Тогда я стала мечтать об отце. О таком отце, как герой Второй войны за Мицрах. Ну право же, мама говорила, что мой отец — выдающийся? Говорила. И пусть по Франциску сун цу Хименесу сохнут дурочки. Или текут — это уж смотря по мере идиотизма.
А я буду гордиться вами, адмирал. А вы — мной.
Пора мне вас наконец разочаровать, Франциск.
— Я все понимаю, сун цу Хименес.
— Послушай, Алекса…
— Не хочу. Подпишите это.
Я не только коллег и задержанных строить могу — я могу начальнику дерзить. Я могу все, и ничего не почувствую.
— Александра.
Хименес сел в кресло, стена зарастала благородным мрамором, и мы снова играли в гляделки. Хотите сыграть в гляделки с кумиром отрочества? Не советую, это разочаровывает, потому как вспоминаешь одно, а видишь другое. В памяти герой при кителе и сиянии, а перед глазами усталый немолодой интриган, кабинетный вояка с цепким взглядом.
— Да, сун цу Хименес.
— Сделаем так. Ты идешь в отпуск.
— Отпуск?!
Это как всадить в реактор пакет, когда еще прошлый не прогорел. Это как… Он что, не понял ничего? И он тоже — не понял?
Я вдруг почувствовала, что устала, просто смертельно устала. Что все дерьмо, что нет выхода, что вот этот престарелый парень сейчас перекрыл мне последний — из огромной чистой любви к своей подопечной, к рыжей умничке, которую иначе превратят в чистый лист.
Черт, а я и впрямь хотела — чтобы чистый лист, табула раса. Чтобы бегать от облав, не помня себя, чтобы продираться иерархией трущоб, чтобы глядеть на звезды сквозь купол и думать, почему меня туда не тянет. Чтобы придумать себе красивую историю, что я — секретный агент, которому стерли мозги. Придумать — и оказаться почти правой. Чтобы все было круто, грязно, чтобы чужая жизнь корчилась в моем захвате, чтобы я — сверху!
Адмирал смотрел на меня и молча тушил окурок в пепельнице. Табак, мрамор и одеколон — и призрак мира за непрозрачной стеной. Мира, куда меня не пускали.
— Отпуск и премия. Двойная, например. Твои допуски полежат у меня, заявление — тоже. Куда хочешь? На Фьюли? На Бруствик?
Курорты. Отличные курорты — на границе Империи. Жаль, я и там буду на поводке.
— Кого отправить с тобой? Или партнера найдешь на месте? Прости, я бы и сам махнул, но стар для тебя, понимаешь…
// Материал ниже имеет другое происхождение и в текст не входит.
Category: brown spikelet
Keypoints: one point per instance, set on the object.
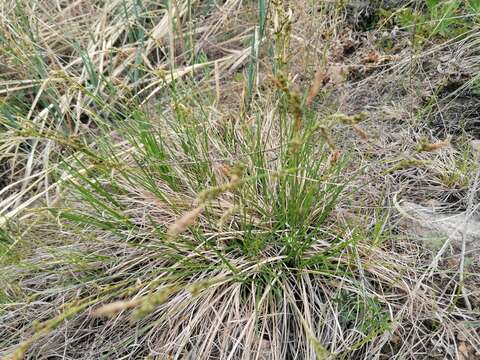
(184, 222)
(317, 84)
(360, 132)
(115, 307)
(425, 146)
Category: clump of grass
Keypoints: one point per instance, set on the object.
(175, 230)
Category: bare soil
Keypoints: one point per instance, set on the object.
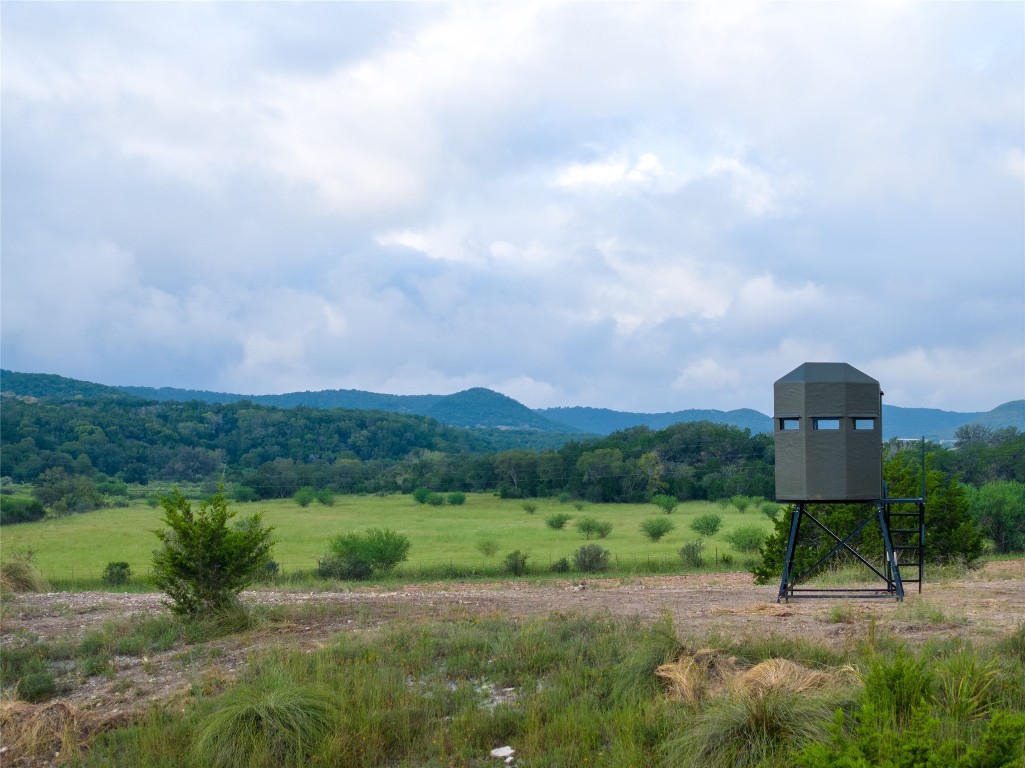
(982, 606)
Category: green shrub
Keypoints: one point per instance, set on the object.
(36, 687)
(304, 496)
(21, 511)
(745, 538)
(516, 563)
(665, 502)
(272, 723)
(558, 521)
(742, 502)
(591, 527)
(487, 547)
(204, 563)
(655, 528)
(117, 573)
(691, 554)
(591, 559)
(895, 687)
(706, 525)
(240, 493)
(358, 556)
(344, 569)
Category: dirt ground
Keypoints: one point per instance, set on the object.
(982, 606)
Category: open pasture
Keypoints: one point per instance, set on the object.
(445, 538)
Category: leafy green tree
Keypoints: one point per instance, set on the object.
(304, 495)
(745, 538)
(665, 502)
(706, 525)
(655, 528)
(358, 556)
(998, 509)
(203, 563)
(591, 559)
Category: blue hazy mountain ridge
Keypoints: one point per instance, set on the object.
(484, 408)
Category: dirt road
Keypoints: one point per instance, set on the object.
(982, 606)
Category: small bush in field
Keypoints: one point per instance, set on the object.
(591, 559)
(117, 573)
(203, 562)
(516, 563)
(655, 528)
(706, 525)
(380, 549)
(741, 502)
(665, 502)
(558, 521)
(561, 566)
(304, 496)
(590, 527)
(691, 554)
(745, 538)
(487, 547)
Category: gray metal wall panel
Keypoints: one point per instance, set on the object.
(829, 466)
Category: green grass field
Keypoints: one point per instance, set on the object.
(77, 548)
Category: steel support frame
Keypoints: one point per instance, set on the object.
(891, 575)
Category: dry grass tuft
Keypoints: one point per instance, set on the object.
(692, 678)
(41, 730)
(709, 673)
(781, 675)
(53, 731)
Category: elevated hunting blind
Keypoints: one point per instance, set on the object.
(828, 435)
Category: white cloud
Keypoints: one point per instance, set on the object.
(616, 204)
(615, 174)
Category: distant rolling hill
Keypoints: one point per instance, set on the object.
(480, 408)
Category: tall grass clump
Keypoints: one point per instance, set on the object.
(765, 715)
(271, 722)
(18, 574)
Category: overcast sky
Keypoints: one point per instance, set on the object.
(640, 207)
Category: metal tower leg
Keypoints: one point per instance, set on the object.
(895, 583)
(788, 559)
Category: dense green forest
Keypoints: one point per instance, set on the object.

Шутит. Уже шутит — значит, решил, что рассосалось: поистерила дурочка и угомонилась. Что я чувствую? Ничего. Мною по старинке вытерли весь кабинет и кинули в ведро, мне непрямым текстом объяснили, что я не права. И я уже сама поняла, что мечтала о саморазрушении.
Я сглотнула литра полтора слюны, а все равно не чувствовала почти ничего.
Нахамить бы.
— Я поняла, сун цу Хименес.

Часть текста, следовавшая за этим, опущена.